Databases

Learning about Tyrosinase Through Database Research

In good research, learning as much as possible about the system under investigation is important. The first place to look is journal articles that have been written by researchers. Links to critical search databases are found in the DePaul University Chemistry Research Guide (See Table 1). Through the research guide, you will find links to specialized journal databases such as SciFinder (most recommended), ISI Web Of Science, ScienceDirect, Biological Abstracts, or Academic Search Complete.

Additionally, protein and DNA sequences and structures have been assembled in databases. New databases are constantly being developed. Table 1 gives a list of some databases that are useful to find information about proteins. Address often change. If a link in this table does not work, you may find the resource by searching the name with your favorite search engine. Please notify the instructors via the Discussion Board so that we may update the link.

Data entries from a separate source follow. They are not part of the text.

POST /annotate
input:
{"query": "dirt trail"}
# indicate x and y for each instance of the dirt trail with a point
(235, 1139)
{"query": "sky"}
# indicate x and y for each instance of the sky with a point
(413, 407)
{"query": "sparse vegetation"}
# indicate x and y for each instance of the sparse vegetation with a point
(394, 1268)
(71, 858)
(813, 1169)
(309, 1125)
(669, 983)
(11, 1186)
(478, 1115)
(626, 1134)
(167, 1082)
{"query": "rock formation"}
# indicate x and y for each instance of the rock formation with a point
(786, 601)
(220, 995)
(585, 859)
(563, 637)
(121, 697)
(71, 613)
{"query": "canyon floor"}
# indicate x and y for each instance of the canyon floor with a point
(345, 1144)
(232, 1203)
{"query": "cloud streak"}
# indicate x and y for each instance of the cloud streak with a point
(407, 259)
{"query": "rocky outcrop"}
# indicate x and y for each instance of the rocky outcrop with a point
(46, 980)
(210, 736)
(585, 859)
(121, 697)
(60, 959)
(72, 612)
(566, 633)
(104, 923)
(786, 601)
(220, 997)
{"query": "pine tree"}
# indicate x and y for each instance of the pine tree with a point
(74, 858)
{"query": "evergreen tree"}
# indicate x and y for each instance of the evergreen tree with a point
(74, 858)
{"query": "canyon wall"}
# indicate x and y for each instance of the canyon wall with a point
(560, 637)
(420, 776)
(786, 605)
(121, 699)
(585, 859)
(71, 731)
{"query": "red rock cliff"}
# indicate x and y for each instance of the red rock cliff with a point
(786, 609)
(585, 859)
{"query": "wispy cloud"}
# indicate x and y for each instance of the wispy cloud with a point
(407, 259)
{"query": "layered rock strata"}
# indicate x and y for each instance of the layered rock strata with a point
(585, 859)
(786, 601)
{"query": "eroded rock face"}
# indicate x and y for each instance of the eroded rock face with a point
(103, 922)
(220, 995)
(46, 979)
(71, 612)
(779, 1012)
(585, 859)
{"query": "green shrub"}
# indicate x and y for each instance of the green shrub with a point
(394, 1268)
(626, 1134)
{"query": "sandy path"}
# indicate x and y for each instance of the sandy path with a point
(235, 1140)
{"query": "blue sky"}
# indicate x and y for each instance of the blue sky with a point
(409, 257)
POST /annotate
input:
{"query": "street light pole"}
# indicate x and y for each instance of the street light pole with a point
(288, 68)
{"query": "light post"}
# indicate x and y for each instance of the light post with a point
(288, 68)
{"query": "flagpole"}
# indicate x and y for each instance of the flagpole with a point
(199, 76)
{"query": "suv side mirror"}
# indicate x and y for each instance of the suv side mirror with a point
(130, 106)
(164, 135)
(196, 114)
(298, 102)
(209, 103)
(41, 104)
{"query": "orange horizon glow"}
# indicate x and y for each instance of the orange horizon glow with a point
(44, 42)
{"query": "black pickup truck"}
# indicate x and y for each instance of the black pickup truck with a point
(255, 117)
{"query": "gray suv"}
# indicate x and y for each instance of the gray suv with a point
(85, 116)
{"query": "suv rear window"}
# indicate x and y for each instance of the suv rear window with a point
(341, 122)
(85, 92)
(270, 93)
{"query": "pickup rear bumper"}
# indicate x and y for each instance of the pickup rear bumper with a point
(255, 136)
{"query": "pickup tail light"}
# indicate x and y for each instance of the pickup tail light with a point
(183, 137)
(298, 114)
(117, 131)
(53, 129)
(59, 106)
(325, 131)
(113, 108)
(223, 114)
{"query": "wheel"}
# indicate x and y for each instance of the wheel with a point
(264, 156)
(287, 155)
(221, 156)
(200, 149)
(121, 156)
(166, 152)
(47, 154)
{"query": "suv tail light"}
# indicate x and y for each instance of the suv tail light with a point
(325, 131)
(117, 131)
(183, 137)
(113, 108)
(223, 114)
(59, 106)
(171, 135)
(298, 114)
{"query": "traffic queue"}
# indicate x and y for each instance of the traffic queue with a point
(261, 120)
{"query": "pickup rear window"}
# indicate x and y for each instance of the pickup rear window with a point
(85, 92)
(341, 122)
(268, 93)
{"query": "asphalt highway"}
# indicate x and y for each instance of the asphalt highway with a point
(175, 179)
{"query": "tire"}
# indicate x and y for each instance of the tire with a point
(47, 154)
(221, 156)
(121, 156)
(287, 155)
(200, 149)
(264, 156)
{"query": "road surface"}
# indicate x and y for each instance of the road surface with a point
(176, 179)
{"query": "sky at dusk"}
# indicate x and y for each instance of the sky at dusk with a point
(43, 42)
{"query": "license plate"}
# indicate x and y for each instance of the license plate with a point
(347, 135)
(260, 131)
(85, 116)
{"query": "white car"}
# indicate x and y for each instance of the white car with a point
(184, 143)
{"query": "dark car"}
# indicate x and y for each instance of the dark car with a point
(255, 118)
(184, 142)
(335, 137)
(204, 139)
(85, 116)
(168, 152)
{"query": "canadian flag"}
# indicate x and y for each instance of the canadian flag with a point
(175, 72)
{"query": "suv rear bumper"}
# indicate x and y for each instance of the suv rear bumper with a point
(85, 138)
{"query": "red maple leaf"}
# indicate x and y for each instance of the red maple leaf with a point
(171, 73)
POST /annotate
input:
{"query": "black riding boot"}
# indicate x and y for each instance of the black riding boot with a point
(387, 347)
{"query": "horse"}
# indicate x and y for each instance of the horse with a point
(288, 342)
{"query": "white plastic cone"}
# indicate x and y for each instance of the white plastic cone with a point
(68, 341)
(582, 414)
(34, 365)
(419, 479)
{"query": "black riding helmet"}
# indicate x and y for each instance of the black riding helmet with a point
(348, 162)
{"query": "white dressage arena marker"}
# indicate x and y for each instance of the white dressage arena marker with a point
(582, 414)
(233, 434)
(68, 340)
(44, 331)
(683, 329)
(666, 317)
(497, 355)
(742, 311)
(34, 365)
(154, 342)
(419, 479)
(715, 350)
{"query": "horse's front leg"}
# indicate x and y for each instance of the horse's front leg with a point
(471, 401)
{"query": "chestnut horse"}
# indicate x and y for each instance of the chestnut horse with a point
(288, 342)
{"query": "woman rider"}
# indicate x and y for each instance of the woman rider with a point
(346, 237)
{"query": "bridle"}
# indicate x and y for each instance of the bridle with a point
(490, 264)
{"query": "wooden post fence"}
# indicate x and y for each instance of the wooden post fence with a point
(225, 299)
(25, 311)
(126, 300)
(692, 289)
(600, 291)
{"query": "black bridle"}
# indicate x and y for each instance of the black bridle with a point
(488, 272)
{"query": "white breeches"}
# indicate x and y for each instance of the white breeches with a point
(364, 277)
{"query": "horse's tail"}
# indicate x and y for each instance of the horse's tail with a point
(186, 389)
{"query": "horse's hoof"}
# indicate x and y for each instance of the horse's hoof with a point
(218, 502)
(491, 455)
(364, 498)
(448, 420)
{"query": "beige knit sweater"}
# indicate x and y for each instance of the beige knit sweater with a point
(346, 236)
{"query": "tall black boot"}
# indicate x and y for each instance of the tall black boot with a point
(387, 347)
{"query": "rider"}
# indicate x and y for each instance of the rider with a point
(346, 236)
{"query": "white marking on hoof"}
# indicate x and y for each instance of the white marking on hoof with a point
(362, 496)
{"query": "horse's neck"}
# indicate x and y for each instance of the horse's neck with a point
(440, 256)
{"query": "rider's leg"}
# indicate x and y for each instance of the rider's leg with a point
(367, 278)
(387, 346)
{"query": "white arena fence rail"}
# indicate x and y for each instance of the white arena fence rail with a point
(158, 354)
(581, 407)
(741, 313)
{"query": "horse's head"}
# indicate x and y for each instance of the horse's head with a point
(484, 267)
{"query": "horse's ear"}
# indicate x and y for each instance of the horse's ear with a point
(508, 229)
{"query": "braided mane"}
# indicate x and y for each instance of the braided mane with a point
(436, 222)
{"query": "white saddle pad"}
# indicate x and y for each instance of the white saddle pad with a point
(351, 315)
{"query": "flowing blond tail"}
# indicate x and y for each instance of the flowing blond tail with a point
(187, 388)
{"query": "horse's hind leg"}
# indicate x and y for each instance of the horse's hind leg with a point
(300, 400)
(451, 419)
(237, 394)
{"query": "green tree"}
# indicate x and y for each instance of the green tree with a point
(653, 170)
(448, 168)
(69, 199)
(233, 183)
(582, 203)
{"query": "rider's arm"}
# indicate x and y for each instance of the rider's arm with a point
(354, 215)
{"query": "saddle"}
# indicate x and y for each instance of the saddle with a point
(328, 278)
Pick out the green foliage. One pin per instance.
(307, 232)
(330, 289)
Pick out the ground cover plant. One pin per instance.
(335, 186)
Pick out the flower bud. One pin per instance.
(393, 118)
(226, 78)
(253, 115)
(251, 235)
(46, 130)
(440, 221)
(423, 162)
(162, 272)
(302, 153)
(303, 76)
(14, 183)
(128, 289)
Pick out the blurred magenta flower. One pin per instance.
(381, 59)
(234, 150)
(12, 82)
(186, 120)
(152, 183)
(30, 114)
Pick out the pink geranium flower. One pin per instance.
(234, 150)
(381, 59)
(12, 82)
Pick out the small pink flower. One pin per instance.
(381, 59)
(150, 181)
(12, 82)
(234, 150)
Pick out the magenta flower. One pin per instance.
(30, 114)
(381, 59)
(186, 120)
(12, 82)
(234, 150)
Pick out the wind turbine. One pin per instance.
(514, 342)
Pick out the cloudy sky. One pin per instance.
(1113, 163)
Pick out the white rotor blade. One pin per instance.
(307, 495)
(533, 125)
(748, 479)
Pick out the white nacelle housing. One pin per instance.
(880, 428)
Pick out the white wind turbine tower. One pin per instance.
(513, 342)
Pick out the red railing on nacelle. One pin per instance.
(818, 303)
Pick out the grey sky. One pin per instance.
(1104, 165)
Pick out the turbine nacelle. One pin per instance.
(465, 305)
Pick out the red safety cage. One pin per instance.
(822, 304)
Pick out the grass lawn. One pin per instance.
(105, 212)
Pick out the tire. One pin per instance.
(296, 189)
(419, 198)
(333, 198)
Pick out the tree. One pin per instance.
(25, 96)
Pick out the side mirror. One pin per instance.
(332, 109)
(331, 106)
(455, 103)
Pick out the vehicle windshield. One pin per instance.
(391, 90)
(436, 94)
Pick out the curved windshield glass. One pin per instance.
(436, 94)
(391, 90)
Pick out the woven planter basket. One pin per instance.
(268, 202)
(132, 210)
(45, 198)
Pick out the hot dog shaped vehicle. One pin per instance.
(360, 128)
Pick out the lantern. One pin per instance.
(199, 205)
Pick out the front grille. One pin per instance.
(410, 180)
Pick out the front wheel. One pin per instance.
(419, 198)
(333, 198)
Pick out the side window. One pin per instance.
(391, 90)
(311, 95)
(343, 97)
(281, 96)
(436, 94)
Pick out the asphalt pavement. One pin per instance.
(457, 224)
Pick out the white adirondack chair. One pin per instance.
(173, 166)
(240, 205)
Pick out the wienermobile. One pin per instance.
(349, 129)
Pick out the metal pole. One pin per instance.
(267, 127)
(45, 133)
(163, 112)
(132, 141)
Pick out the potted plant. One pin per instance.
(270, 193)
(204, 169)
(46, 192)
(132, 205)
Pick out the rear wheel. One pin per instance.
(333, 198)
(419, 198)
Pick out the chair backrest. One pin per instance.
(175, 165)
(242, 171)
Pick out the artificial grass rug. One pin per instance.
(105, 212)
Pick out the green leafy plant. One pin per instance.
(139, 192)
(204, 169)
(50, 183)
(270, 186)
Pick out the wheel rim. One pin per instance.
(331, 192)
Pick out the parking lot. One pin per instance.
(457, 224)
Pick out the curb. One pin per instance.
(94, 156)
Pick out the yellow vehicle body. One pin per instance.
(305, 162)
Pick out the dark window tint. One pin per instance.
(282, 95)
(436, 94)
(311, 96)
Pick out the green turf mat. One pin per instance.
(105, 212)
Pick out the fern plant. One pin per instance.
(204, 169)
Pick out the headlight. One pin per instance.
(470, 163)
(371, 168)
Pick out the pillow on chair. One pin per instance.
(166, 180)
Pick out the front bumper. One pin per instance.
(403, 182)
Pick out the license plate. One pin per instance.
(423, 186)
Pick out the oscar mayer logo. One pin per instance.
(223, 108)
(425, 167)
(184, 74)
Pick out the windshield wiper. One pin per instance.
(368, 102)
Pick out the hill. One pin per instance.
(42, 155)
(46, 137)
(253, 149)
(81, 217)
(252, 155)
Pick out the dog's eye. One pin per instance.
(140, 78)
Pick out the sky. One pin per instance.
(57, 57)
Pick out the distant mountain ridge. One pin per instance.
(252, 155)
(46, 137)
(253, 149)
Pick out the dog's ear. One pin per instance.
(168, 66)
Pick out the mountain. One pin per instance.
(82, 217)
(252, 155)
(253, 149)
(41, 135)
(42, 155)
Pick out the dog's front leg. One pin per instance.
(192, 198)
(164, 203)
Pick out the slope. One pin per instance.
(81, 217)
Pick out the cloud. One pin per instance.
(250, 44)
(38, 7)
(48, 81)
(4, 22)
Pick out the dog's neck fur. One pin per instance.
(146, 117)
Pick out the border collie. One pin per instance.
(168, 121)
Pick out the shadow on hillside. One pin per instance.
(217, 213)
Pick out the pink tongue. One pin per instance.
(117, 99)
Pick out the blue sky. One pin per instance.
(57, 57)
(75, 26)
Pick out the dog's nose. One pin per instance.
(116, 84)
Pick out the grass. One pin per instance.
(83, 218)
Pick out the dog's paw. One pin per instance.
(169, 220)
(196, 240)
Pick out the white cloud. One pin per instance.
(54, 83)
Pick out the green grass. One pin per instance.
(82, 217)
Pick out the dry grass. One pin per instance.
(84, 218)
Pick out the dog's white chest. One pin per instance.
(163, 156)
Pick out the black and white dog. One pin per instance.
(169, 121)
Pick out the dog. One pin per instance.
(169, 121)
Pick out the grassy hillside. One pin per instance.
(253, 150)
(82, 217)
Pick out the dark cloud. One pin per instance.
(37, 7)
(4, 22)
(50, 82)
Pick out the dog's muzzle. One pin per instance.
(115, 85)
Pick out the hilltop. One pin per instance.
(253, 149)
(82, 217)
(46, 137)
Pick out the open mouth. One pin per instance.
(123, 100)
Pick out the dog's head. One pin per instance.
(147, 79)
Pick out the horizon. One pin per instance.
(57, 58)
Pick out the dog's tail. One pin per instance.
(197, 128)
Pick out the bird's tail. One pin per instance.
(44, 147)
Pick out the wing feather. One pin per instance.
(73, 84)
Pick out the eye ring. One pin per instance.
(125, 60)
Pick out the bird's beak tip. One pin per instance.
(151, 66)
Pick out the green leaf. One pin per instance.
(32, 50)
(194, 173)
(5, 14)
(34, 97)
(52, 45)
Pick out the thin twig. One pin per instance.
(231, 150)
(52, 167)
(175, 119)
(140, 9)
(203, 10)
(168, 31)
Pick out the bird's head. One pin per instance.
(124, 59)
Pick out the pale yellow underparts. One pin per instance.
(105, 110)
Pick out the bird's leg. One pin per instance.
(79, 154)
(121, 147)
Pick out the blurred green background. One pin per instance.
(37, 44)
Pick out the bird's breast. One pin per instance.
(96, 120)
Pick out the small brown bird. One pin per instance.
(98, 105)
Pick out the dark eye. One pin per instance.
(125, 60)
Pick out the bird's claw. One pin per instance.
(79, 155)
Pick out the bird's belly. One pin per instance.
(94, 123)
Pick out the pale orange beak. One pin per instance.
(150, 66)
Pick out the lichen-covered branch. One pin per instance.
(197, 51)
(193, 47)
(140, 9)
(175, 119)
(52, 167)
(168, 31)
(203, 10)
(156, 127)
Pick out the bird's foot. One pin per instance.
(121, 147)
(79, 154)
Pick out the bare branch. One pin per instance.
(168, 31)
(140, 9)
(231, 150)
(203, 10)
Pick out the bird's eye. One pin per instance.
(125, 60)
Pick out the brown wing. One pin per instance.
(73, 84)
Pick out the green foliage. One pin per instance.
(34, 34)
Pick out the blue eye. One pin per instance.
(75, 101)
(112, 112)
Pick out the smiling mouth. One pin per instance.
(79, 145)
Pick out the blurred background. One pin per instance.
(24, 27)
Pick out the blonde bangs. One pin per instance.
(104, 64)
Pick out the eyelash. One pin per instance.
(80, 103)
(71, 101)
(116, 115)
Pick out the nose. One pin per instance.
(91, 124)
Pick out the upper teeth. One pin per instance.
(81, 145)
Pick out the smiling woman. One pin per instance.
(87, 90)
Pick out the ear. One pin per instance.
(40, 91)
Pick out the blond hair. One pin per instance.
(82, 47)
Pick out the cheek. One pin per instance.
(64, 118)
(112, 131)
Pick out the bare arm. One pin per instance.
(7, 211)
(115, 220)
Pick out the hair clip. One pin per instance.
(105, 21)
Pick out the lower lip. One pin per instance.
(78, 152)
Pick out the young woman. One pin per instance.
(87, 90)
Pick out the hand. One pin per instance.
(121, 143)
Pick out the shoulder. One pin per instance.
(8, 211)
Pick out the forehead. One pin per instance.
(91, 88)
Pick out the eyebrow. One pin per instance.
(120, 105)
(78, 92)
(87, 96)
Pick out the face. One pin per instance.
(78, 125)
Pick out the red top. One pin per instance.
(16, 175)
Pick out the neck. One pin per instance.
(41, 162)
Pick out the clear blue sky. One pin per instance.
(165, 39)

Table 1. Biochemical databases arranged from most to least used in this course

Name	Description	URL
BRaunschweig ENzyme Database (BRENDA)	Information about enzymes	http://www.brenda-enzymes.org/
NCBI Protein	Multi-database protein sequence searches (including GenBank, Swiss-Prot, and PDB)	https://www.ncbi.nlm.nih.gov/protein
Protein Data Bank (PDB)	Protein structures determined by X-ray or NMR	https://www.rcsb.org
DePaul Chemistry Research Guide	Specialized search engines for searching journal collections (e.g. SciFinder)	http://libguides.depaul.edu/chemistry
NCBI GQuery	Search many databases simultaneously (genomic, proteomic, and systems biology)	https://www.ncbi.nlm.nih.gov/gquery/
NCBI GenBank	Multi-database nucleotide sequence searches	https://www.ncbi.nlm.nih.gov/genbank/
NCBI PubMed	Public journal database	https://www.ncbi.nlm.nih.gov/pubmed/
Swiss-protein	Protein sequences and analysis	http://www.uniprot.org/
Swiss-model	Protein structure homology-modelling	https://swissmodel.expasy.org/
Protein Information Resource	Database searching for proteins (genomic, proteomic and systems biology)	http://pir.georgetown.edu/
Database list at Nucleic Acids Research	The most comprehensive list of bioinformatics databases	http://www.oxfordjournals.org/nar/database/a/

International Sequence Database Collaboration (INSDC)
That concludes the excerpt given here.